In one case, the third division was according to the place of birth,
so all John Smith (and all other names coded S530) will be in alphabetical
order according to the state or country of birth. These subgroups may
not be consistently followed and it is just as well not to rely too heavily
on this theory. The biggest pitfall with this index is after all of the
S530 John, it will begin S530 John A., S530 John B. You may not know the
person's middle name or, if you do, you don't know whether it was used
so you have to look at the end of the list also. Another pitfall of all
indexes is the people whose first names didn't get recorded at all so
they go to the beginning of the surnames or they are recorded under an
initial rather than full name, or even just a surname with no first name
or initial at all.
Sometimes volunteers will create a card index to a set of records such
as parish records. The Isle of Wight, England, for example, has a consolidated
index to all the parishes. It is alphabetical by surname, although some
names are grouped together, such as Love and Lowe. Within each surname,
they are subdivided by births, marriages and death with the events being
chronological within each group. After these three events there is a fourth
category which includes references to wills and leases.

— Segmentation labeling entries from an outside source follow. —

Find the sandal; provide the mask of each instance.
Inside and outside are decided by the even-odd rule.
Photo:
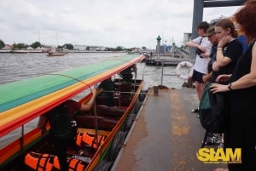
[[[216,168],[213,171],[229,171],[229,168]]]
[[[191,111],[192,113],[199,113],[199,109],[193,109]]]

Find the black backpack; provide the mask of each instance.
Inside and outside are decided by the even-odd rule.
[[[51,111],[49,122],[50,125],[49,134],[52,138],[61,140],[68,140],[75,136],[76,124],[74,122],[72,122],[67,106],[65,103]]]
[[[212,94],[211,83],[207,83],[199,104],[199,116],[201,126],[206,129],[203,145],[208,133],[224,133],[225,129],[224,94]],[[202,146],[203,146],[202,145]]]

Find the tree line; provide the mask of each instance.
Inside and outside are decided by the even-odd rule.
[[[34,42],[33,43],[32,43],[30,45],[23,43],[15,43],[14,44],[12,44],[12,46],[14,47],[14,49],[25,49],[28,47],[32,47],[33,48],[37,48],[38,47],[45,47],[45,46],[43,46],[41,44],[41,43],[39,43],[39,42]],[[0,39],[0,49],[3,48],[4,47],[5,47],[4,42]],[[46,47],[46,48],[49,48],[49,47]],[[61,49],[66,48],[68,50],[74,49],[73,45],[71,43],[65,43],[62,46],[58,46],[57,48],[61,48]],[[89,48],[90,48],[90,47],[87,47],[86,50],[89,50]],[[116,48],[106,48],[106,50],[107,51],[123,51],[123,50],[132,51],[134,48],[123,48],[122,46],[118,46]],[[147,48],[142,47],[142,49],[147,49]]]

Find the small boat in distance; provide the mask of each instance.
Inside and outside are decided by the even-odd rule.
[[[49,52],[47,56],[64,56],[67,52]]]

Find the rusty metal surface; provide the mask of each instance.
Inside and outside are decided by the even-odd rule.
[[[153,89],[149,89],[153,94]],[[196,158],[205,130],[197,114],[195,89],[160,89],[149,95],[115,171],[212,171],[225,164],[205,164]]]

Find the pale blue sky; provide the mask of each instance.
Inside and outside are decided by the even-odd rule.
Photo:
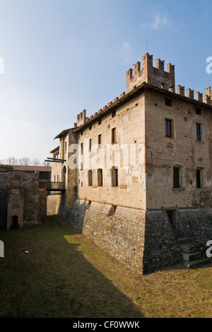
[[[211,0],[0,0],[0,160],[42,162],[53,138],[126,91],[148,51],[178,84],[212,86]]]

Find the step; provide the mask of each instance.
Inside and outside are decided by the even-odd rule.
[[[194,244],[183,244],[180,246],[180,248],[184,254],[191,254],[196,251],[196,247]]]
[[[210,259],[206,257],[204,257],[195,261],[185,261],[184,262],[184,265],[188,268],[194,268],[208,263],[210,263]]]
[[[196,259],[201,259],[201,253],[199,251],[182,254],[183,260],[185,261],[196,261]]]

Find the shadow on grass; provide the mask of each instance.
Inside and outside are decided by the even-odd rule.
[[[143,317],[85,258],[94,254],[82,237],[55,215],[42,225],[0,230],[0,317]]]

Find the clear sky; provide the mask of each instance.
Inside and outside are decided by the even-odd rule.
[[[147,49],[204,95],[211,13],[211,0],[0,0],[0,160],[51,157],[77,114],[126,91]]]

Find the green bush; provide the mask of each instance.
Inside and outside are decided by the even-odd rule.
[[[0,164],[0,172],[11,172],[13,170],[13,167],[11,165]]]

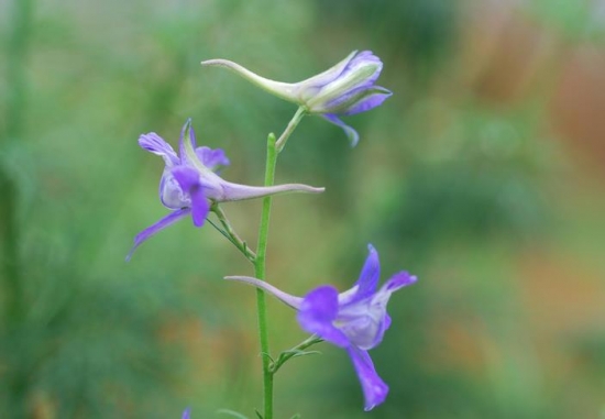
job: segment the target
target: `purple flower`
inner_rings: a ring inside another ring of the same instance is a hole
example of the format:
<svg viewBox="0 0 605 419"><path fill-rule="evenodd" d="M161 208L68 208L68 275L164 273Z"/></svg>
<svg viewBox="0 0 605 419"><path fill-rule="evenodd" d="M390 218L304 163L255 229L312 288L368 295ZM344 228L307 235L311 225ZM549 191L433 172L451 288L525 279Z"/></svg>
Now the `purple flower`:
<svg viewBox="0 0 605 419"><path fill-rule="evenodd" d="M369 250L360 278L353 288L341 294L334 287L326 285L311 290L305 298L299 298L256 278L227 277L273 294L298 310L298 322L304 330L344 349L360 378L365 410L382 404L388 393L388 386L374 370L367 351L382 342L384 332L391 326L391 317L386 312L391 295L416 282L415 276L400 272L377 289L381 273L378 253L372 245L369 245Z"/></svg>
<svg viewBox="0 0 605 419"><path fill-rule="evenodd" d="M228 59L209 59L201 65L229 68L262 89L304 107L308 113L323 117L342 128L353 146L359 141L358 132L338 117L369 111L392 95L374 85L383 63L371 51L354 51L332 68L295 84L261 77Z"/></svg>
<svg viewBox="0 0 605 419"><path fill-rule="evenodd" d="M187 120L180 132L180 156L154 132L141 135L139 145L164 159L166 166L160 180L160 200L173 212L134 238L134 245L127 261L141 243L182 218L191 216L194 225L204 225L212 201L237 201L295 191L312 194L323 191L323 188L298 184L260 187L232 184L222 179L216 170L229 165L229 158L220 148L196 146L191 120Z"/></svg>

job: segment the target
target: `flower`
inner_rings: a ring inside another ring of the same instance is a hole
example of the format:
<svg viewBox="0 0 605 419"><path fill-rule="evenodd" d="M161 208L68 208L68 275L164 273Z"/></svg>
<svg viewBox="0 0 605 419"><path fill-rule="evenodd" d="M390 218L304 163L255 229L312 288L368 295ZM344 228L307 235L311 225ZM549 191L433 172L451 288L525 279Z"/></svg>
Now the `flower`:
<svg viewBox="0 0 605 419"><path fill-rule="evenodd" d="M377 288L381 265L378 253L370 244L370 254L355 285L339 294L329 285L311 290L305 298L286 294L274 286L246 276L228 276L273 294L286 305L298 310L298 322L309 333L344 349L358 373L365 398L365 410L382 404L388 386L376 373L369 350L378 345L391 326L386 305L397 289L416 282L416 276L399 272Z"/></svg>
<svg viewBox="0 0 605 419"><path fill-rule="evenodd" d="M307 185L287 184L270 187L232 184L222 179L216 170L229 165L220 148L197 147L191 120L187 120L180 132L179 154L154 132L139 137L139 145L164 159L166 166L160 180L160 200L173 210L155 224L146 228L134 238L134 245L127 256L147 239L176 221L191 216L194 225L201 227L210 212L211 202L237 201L266 197L283 192L322 192L323 188Z"/></svg>
<svg viewBox="0 0 605 419"><path fill-rule="evenodd" d="M358 143L359 134L338 117L369 111L393 95L384 87L374 85L383 63L371 51L353 51L332 68L295 84L261 77L228 59L209 59L201 62L201 65L229 68L262 89L297 103L307 113L323 117L344 130L352 146Z"/></svg>

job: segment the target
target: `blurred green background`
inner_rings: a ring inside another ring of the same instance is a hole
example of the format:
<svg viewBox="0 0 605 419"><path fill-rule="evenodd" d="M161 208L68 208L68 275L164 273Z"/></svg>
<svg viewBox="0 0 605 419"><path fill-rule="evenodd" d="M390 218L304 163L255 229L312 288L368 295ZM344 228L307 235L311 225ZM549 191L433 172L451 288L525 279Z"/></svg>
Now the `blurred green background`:
<svg viewBox="0 0 605 419"><path fill-rule="evenodd" d="M372 242L396 294L372 351L391 386L363 412L343 351L277 375L276 417L605 417L603 0L132 0L0 2L0 417L194 418L261 401L251 268L215 230L179 222L125 263L166 214L155 131L223 147L232 181L261 184L290 103L230 58L297 81L352 49L385 63L393 98L307 118L275 200L268 279L348 288ZM227 205L255 241L260 202ZM275 351L304 339L271 300Z"/></svg>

The index spans
several rolls of microfilm. There may be an explanation at the beginning,
but a user will probably only order the film with the surname of interest.
The arrangement is not obvious and not labeled. You have to figure it
out. It is logical to think that once you have reached the deaths, there
is no need to look further, but the fourth section is extremely valuable.
Once you find your name in an index, be sure you understand exactly what
it is referring to. One automatically assumes it will be a page number,
but often entries are given individual numbers and the reference may be
to that number rather than a page. References can also be to books, volumes,
lines, bundles, boxes, enumeration districts, sheets, etc. Few things
are as frustrating as having a specific reference but not being able to
figure out how it applies to the set of records you are researching.
An index is not as simple as you might think. Spend a little time studying
it to see how it is arranged and how it should be used. This may save
you quite a bit of time and frustration.